Literature DB >> 22265658

BACE1 elevation is associated with aberrant limbic axonal sprouting in epileptic CD1 mice.

Xiao-Xin Yan1, Yan Cai, Xue-Mei Zhang, Xue-Gang Luo, Huaibin Cai, Gregory M Rose, Peter R Patrylo.   

Abstract

The brain is capable of remarkable synaptic reorganization following stress and injury, often using the same molecular machinery that governs neurodevelopment. This form of plasticity is crucial for restoring and maintaining network function. However, neurodegeneration and subsequent reorganization can also play a role in disease pathogenesis, as is seen in temporal lobe epilepsy and Alzheimer's disease. β-Secretase-1 (BACE1) is a protease known for cleaving β-amyloid precursor protein into β-amyloid (Aβ), a major constituent in amyloid plaques. Emerging evidence suggests that BACE1 is also involved with synaptic plasticity and nerve regeneration. Here we examined whether BACE1 immunoreactivity (IR) was altered in pilocarpine-induced epileptic CD1 mice in a manner consistent with the synaptic reorganization seen during epileptogenesis.

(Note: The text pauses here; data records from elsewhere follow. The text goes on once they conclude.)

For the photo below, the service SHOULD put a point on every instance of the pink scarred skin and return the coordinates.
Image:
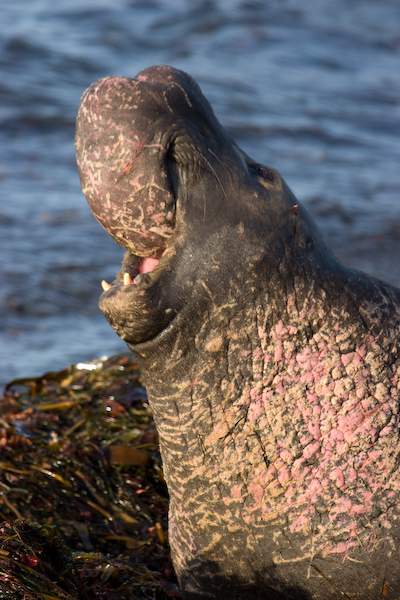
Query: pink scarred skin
(273, 371)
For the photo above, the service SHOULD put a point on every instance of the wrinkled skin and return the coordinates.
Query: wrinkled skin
(272, 370)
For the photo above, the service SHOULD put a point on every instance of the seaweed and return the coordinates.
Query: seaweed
(83, 502)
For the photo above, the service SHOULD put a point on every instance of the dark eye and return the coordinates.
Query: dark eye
(262, 171)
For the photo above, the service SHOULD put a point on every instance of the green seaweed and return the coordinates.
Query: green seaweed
(82, 497)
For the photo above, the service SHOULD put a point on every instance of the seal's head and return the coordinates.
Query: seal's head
(168, 183)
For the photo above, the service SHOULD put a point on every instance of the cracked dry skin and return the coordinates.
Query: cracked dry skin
(272, 370)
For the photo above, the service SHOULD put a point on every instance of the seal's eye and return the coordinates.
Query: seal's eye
(262, 171)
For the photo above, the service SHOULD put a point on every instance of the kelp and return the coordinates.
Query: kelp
(83, 503)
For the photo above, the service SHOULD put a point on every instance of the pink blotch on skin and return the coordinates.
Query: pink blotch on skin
(256, 490)
(337, 476)
(278, 351)
(311, 449)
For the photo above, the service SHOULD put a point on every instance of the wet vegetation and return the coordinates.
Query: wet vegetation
(83, 503)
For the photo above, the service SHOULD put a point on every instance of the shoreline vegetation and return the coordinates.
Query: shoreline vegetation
(83, 502)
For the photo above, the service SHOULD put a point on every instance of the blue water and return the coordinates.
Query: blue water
(310, 88)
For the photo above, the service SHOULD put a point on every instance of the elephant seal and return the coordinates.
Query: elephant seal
(272, 370)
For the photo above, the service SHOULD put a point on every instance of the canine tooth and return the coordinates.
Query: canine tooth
(127, 279)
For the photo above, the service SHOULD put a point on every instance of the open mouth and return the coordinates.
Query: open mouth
(135, 276)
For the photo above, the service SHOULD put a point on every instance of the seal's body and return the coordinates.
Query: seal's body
(273, 371)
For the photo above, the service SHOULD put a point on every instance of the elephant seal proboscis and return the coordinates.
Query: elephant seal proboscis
(273, 371)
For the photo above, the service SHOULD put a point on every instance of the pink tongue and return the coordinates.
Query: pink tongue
(148, 265)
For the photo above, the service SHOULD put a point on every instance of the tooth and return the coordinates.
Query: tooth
(127, 279)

BACE1-IR increased in the CA3 mossy fiber field and dentate inner molecular layer in pilocarpine-induced epileptic mice, relative to controls (saline-treated mice and mice 24-48 h after pilocarpine-status), and paralleled aberrant expression of neuropeptide Y. Regionally increased BACE1-IR also occurred in neuropil in hippocampal area CA1 and in subregions of the amygdala and temporal cortex in epileptic mice, colocalizing with increased IR for growth associated protein 43 (GAP43) and polysialylated-neural cell adhesion molecule (PSA-NCAM), but reduced IR for microtubule-associated protein 2 (MAP2). These findings suggest that BACE1 is involved in aberrant limbic axonal sprouting in a model of temporal lobe epilepsy, warranting further investigation into the role of BACE1 in physiological vs. pathological neuronal plasticity. Published by Elsevier Inc.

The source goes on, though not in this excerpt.